In a post-Shrek, Internet-obsessed world, Smash Mouth has been somewhat relegated to meme status. There’s some upside to that, as it’s likely contributed to their bottom line and helped them retain relevance despite releasing only a single project in the last 17-odd years. The obvious downside, however, is that those familiar with the group are more likely to know the “don’t stop coming” edit of “All Star” than even the shallowest of deep cuts. And it’s a shame, because it just so happens that their 1997 debut, Fush Yu Mang, rocks pretty damn hard.
Years before their ogre-inspired cover of “I’m a Believer” became a primary pillar of their legacy, late frontman Steve Harwell was spending the early ‘90s making rap music with his group F.O.S. (Freedom of Speech). It wasn’t until his manager and future Smash Mouth drummer Kevin Coleman introduced him to Greg Camp and Paul De Lisle that the idea for Smash Mouth (originally Smashmouth) was born.
Camp and De Lisle, for their part, came from the California punk scene, previously playing together in the local band Lackadaddy. With their punk experience and Harwell’s growing disinterest in creating hip-hop, the project quickly took to the ska-punk sound popular at the time. Fast tempos and ferocious performances came together with dub-influenced rhythms and melodies, resulting in songs that sound specifically designed for a party at a skate park. Coming from a bombastic hip-hop background, Harwell was seemingly tailor-made to tackle the fusion of punk snarl and reggae MC.
“Wait,” you might be saying to yourself, “Ska-punk? I’ve listened to Astro Lounge, and punk seems like a generous term.” And to you, my friend, I say look no further than the album art for Fush Yu Mang. See that checkered border? I rest my case.
Though the band’s biggest hits may exist outside of their punk roots, the vast majority of Fush Yu Mang tells a different story: one of a group of young dudes with a knack for good vibes, memorable melodies, and ripping tunes. Opener “Flo” kicks off like a Green Day song, looping three power chords before upstroked guitars take over to force everyone within a five-mile radius to start skankin’. Play it for your friends and tell them it’s a Jeff Rosenstock song, and they just might believe you.

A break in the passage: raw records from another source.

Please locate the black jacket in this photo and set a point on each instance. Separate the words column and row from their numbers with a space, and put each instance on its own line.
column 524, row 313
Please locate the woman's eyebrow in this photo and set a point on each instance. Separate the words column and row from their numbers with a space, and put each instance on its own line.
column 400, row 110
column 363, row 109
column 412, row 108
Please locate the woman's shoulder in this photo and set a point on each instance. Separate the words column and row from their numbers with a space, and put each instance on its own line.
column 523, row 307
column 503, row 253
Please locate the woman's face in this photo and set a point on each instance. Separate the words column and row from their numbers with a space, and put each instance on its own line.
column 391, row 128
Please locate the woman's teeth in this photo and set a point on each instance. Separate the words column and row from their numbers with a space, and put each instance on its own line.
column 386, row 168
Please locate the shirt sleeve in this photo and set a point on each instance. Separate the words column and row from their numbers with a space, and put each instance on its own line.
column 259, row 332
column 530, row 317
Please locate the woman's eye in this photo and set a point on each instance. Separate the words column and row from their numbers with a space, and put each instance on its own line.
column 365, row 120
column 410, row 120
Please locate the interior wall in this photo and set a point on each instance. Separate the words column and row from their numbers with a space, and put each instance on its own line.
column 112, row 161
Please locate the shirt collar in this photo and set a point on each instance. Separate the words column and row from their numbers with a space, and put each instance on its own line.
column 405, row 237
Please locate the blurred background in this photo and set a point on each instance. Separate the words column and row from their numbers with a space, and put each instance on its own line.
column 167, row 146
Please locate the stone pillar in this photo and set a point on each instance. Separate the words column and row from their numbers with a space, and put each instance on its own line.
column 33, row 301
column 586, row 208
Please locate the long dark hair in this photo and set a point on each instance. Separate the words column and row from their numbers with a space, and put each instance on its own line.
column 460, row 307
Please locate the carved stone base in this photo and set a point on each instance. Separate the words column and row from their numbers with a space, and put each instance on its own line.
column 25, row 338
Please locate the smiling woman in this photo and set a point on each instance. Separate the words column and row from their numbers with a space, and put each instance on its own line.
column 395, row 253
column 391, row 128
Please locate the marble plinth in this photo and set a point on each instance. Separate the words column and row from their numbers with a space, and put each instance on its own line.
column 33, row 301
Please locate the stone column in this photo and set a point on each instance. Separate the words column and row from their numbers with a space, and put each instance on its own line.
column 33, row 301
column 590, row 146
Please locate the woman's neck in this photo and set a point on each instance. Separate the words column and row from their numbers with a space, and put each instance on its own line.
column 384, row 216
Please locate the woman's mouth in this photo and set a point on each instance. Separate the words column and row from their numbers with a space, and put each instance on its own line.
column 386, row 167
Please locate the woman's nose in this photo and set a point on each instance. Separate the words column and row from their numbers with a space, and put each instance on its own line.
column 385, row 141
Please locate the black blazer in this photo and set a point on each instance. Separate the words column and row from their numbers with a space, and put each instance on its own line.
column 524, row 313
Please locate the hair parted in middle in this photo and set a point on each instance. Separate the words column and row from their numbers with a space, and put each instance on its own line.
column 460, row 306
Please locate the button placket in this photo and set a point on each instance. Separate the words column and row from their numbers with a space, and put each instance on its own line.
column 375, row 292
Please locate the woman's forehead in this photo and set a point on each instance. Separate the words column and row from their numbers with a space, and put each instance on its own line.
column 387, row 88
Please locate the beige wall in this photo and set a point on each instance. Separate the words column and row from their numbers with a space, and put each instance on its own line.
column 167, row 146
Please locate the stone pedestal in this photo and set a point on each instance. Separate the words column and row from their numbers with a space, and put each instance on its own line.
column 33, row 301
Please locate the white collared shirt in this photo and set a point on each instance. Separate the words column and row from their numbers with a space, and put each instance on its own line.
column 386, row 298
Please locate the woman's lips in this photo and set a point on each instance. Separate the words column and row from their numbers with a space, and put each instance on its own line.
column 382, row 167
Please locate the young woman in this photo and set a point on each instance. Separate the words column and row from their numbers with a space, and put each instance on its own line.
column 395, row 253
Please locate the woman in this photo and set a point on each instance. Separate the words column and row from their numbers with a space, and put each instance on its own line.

Tracks like “Let’s Rock,” “Pet Names,” and “Nervous in the Alley” find similar success mining the classic ska-punk formula. Each swings back and forth between big distorted guitar chords and horn-backed dance breaks. Meanwhile, their cover of War’s “Why Can’t We Be Friends?” and the woozy, hazed “Walkin’ on the Sun” showcases the band fully embracing reggae-inspired pop – and to some pretty damn good results.